Privacy Enhancing Technologies (PETs) is a category known for its ability to enable and preserve the security and privacy of data when it is being used or processed. PETs allow data to be used in a secure and private capacity, enabling data assets to be used to unlock value in ways that were not previously possible, and they are already having an impact today for use cases relating to cross-silo data collaboration, third party data usage, and Secure AI.
Here are four key considerations for data-driven businesses exploring the use of Privacy Enhancing Technologies:
1) PETs are business enabling. Both the amount of data available and organizational necessity to leverage that data to extract value will continue to grow. The need for these PETs-powered capabilities has never been greater and will only continue to increase: Gartner analysts predict that “by 2025, 60% of large organizations will use privacy-enhancing computation techniques to protect privacy in untrusted environments or for analytics purposes."
2) PETs uniquely foster secure and private data usage. The ability to overcome data silos and barriers to leverage data securely and privately changes the game. Organizations can protect data — and their interests — while still ensuring its usability. It is critical to continue to educate the market on the power of PETs to ensure data is protected throughout its processing lifecycle.
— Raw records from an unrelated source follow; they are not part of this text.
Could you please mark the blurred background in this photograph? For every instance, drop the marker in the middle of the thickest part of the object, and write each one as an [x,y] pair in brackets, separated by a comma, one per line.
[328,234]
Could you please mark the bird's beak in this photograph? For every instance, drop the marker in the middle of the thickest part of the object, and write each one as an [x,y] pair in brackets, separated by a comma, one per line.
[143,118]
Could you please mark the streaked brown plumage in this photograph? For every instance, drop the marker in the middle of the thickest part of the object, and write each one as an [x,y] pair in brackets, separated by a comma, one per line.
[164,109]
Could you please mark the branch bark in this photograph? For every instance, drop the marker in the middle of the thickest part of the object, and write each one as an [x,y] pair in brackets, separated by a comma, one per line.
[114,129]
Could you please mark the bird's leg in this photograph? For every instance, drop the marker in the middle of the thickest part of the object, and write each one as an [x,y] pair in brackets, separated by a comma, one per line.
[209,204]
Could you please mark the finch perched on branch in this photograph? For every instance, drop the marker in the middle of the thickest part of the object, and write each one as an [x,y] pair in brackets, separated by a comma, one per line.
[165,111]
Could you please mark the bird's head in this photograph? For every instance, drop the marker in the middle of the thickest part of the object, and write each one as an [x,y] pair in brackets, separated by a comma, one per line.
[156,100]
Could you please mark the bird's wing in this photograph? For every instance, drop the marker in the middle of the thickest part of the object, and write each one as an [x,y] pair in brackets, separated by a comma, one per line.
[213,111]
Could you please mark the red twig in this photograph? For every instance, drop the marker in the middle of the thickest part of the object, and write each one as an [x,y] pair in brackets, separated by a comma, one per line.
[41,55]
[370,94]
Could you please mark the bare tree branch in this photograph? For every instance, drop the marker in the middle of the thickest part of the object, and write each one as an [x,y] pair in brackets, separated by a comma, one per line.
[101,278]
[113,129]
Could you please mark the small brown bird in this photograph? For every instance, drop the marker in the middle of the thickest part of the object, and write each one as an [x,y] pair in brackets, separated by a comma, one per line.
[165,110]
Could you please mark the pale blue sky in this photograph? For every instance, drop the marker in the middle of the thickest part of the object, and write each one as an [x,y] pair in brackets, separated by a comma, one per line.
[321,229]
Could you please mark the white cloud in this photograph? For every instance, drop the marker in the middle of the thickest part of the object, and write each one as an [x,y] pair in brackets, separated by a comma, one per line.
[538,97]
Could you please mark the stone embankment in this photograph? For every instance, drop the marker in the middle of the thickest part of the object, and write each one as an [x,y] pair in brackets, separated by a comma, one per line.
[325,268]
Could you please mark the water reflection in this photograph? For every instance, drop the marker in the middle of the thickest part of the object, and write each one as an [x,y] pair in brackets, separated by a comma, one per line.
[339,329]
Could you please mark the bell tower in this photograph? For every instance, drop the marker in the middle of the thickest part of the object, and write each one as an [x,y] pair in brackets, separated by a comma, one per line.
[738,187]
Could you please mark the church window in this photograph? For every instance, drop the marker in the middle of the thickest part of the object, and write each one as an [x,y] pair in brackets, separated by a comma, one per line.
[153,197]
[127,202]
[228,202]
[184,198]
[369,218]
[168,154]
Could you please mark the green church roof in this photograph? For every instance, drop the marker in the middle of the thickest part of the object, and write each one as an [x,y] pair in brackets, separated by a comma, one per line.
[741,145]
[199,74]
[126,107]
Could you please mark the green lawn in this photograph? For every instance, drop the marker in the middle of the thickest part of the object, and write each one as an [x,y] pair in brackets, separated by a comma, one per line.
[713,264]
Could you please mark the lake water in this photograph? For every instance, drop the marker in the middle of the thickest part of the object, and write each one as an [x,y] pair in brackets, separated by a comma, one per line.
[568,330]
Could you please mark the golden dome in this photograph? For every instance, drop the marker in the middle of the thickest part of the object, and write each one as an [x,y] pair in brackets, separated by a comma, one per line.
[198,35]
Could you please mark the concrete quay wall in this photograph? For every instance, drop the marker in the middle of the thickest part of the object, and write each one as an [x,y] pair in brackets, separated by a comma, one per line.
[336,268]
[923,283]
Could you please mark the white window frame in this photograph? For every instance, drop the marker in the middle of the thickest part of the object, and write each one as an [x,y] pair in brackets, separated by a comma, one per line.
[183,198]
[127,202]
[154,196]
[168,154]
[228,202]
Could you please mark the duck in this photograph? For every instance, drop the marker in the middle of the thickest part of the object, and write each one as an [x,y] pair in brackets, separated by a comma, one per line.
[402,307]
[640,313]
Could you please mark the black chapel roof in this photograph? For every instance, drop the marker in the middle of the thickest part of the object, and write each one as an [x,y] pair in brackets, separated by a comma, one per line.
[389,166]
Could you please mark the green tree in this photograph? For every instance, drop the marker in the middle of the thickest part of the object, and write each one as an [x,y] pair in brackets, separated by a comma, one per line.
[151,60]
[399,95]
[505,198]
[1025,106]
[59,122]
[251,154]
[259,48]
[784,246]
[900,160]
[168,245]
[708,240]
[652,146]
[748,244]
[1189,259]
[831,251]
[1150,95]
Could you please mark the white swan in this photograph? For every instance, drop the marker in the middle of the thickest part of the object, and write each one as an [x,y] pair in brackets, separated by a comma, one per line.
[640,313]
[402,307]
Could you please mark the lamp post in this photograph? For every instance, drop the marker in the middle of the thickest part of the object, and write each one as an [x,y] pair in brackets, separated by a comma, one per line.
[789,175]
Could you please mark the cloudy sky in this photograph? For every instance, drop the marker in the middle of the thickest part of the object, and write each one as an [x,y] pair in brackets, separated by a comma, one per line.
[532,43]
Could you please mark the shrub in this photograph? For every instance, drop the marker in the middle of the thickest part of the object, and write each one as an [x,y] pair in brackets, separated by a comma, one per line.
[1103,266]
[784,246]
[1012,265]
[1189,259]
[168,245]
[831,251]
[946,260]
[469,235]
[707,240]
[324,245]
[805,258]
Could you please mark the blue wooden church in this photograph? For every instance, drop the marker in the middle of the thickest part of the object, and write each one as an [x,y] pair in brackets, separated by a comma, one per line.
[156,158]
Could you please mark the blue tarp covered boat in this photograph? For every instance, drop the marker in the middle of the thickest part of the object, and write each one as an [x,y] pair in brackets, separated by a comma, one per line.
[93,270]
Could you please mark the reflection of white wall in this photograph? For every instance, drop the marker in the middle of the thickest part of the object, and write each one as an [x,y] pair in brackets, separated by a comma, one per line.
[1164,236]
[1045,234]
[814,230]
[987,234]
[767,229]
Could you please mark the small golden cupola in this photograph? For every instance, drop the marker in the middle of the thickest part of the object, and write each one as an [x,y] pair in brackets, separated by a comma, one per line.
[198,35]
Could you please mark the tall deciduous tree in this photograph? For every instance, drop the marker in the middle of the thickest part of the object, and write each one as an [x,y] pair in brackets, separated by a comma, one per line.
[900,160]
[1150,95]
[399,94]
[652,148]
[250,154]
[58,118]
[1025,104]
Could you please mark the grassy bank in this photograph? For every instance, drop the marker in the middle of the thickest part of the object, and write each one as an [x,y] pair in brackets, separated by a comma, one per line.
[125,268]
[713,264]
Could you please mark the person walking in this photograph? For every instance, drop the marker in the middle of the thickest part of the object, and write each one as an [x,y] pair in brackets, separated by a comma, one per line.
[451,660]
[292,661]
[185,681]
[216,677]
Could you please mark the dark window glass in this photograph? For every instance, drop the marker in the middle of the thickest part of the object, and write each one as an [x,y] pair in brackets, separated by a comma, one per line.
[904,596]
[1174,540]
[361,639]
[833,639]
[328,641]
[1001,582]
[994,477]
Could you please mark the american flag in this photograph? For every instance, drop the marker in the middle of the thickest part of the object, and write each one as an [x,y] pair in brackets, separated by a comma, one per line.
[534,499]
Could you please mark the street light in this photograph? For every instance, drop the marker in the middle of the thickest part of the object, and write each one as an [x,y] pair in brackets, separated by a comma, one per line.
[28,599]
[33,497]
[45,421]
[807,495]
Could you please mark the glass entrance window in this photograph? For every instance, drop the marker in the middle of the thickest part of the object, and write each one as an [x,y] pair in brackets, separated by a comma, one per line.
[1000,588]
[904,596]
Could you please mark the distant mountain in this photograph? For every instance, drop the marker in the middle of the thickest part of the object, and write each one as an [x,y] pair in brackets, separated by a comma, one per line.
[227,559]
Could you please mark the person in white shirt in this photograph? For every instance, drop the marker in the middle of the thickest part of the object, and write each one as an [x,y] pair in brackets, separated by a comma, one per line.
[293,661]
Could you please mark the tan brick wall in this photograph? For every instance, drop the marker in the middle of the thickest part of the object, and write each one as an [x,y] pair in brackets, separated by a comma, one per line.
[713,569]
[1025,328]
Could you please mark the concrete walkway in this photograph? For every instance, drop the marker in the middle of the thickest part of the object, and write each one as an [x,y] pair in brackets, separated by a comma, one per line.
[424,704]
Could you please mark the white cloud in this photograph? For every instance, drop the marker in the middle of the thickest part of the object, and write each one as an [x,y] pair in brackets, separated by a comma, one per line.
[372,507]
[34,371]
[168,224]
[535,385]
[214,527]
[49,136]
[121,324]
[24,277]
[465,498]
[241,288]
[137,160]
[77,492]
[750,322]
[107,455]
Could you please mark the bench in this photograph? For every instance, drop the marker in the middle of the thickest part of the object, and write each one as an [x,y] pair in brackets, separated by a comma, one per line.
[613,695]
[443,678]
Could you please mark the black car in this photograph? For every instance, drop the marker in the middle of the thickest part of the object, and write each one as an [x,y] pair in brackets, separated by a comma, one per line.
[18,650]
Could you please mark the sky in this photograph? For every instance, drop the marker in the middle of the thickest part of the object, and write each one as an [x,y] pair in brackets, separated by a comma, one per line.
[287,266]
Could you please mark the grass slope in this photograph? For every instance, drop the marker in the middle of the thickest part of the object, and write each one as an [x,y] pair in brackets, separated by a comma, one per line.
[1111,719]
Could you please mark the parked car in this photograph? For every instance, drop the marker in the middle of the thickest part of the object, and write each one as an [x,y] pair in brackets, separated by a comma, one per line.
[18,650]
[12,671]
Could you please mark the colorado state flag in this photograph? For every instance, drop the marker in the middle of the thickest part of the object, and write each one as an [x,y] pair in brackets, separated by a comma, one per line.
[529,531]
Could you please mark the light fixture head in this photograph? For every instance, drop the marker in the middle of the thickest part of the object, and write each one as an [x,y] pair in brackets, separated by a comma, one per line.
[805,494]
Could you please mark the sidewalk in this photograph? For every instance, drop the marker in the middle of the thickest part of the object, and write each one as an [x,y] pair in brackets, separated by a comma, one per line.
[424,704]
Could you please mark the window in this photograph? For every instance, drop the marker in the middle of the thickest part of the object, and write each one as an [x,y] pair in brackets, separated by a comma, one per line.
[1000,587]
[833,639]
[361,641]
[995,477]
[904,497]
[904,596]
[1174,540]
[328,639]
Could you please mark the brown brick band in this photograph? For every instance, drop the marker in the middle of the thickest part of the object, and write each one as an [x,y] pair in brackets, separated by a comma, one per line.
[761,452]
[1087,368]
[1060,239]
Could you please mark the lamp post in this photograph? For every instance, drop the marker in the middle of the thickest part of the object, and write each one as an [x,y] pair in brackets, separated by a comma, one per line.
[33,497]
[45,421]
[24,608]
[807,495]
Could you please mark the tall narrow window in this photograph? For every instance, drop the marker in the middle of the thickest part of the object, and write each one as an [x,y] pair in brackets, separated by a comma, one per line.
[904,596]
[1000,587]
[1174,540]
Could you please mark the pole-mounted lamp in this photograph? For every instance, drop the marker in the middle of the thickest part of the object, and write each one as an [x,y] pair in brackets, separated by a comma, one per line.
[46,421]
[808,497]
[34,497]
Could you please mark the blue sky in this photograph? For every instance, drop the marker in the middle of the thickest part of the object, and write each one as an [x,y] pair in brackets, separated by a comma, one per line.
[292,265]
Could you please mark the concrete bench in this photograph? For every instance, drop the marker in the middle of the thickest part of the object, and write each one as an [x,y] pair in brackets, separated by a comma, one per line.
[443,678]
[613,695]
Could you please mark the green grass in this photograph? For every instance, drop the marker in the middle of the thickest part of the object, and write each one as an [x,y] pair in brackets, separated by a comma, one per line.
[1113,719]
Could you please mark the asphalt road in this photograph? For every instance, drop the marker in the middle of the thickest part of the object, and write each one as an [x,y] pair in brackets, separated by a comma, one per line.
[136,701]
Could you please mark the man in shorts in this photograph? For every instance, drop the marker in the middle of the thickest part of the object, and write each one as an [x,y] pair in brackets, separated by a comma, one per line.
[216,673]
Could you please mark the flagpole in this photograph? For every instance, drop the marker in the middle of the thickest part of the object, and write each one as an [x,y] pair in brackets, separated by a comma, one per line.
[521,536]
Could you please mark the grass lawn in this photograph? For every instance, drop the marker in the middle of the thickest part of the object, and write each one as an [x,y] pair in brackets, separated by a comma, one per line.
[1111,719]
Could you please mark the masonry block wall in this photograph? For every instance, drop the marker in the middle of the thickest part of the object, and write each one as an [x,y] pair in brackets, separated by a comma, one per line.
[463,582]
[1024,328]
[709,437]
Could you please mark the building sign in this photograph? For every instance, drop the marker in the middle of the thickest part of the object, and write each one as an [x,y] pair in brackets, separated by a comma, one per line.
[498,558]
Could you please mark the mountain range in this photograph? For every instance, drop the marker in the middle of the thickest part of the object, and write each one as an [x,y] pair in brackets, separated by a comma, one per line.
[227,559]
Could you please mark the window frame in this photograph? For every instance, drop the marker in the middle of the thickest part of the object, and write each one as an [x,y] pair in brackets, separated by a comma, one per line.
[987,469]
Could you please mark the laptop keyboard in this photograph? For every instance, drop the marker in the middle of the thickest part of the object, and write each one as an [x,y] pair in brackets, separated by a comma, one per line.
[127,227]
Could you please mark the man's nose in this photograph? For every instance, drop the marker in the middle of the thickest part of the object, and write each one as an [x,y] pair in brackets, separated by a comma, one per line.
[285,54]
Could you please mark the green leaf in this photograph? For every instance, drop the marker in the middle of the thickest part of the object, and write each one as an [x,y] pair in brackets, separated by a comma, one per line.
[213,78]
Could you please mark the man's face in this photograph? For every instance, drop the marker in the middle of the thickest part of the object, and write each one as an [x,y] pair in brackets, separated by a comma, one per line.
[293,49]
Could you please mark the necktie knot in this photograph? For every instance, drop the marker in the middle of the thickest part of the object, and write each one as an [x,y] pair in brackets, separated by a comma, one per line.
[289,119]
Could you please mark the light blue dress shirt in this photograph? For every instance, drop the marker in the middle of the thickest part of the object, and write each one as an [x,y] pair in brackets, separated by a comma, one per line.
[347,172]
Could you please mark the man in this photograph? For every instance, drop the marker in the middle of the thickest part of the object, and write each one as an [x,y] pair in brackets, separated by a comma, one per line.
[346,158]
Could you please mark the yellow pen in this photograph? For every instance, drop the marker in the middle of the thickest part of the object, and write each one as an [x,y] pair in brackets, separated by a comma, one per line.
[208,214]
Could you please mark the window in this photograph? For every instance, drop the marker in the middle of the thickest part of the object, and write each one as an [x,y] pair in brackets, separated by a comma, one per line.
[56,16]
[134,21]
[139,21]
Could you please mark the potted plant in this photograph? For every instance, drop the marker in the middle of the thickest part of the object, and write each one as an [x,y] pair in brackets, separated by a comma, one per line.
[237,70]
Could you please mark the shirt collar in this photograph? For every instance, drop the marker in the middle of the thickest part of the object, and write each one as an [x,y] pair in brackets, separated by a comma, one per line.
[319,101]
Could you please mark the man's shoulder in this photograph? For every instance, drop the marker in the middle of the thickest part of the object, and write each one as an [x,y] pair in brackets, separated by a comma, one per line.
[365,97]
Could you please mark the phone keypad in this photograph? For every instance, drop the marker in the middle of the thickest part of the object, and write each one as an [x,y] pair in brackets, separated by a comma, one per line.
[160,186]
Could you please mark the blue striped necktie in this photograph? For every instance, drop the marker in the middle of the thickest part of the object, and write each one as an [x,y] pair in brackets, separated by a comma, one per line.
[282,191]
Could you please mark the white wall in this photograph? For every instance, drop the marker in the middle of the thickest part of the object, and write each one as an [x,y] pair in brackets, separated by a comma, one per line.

3) Standardization and regulatory actions are catalysts to the adoption of PETs. PETs are ready and are being adopted today; there are solid examples of PETs being used at scale to solve business and mission challenges. While the capabilities PETs enable are transformational and thus organizations are moving forward with their use, wide-scale adoption would be accelerated if standardization bodies provided some broad implementation guidance. Further, if regulated organizations are incentivized by the regulator to put PETs to use in operational settings, such as for financial crime detection in banking, it will have a substantial impact on broader adoption for regulated use cases.
4) PETs can enable Secure AI. Organizations everywhere are looking for ways to implement AI/ML without compromising security, and that is made possible through Privacy-Preserving Machine Learning (PETs + ML). Privacy-Preserving ML provides an innovative path to extracting critical insights and driving collaboration AI/ML efforts while preserving both IP and necessary data sensitivity requirements and compliance standards. PETs contribute to the broader ML landscape in two substantial ways: by protecting models during evaluation (sometimes called inference) and training, allowing an organization’s focus to remain on the business benefits of the results derived rather than the risks inherent in the ML model itself and its surrounding activity.
The need to securely and privately leverage data is not a passing trend. Whether led by market demand or regulation, organizations must be ready to operate at a global scale in a world that prioritizes data protection and privacy. PETs uniquely deliver solutions to this challenge.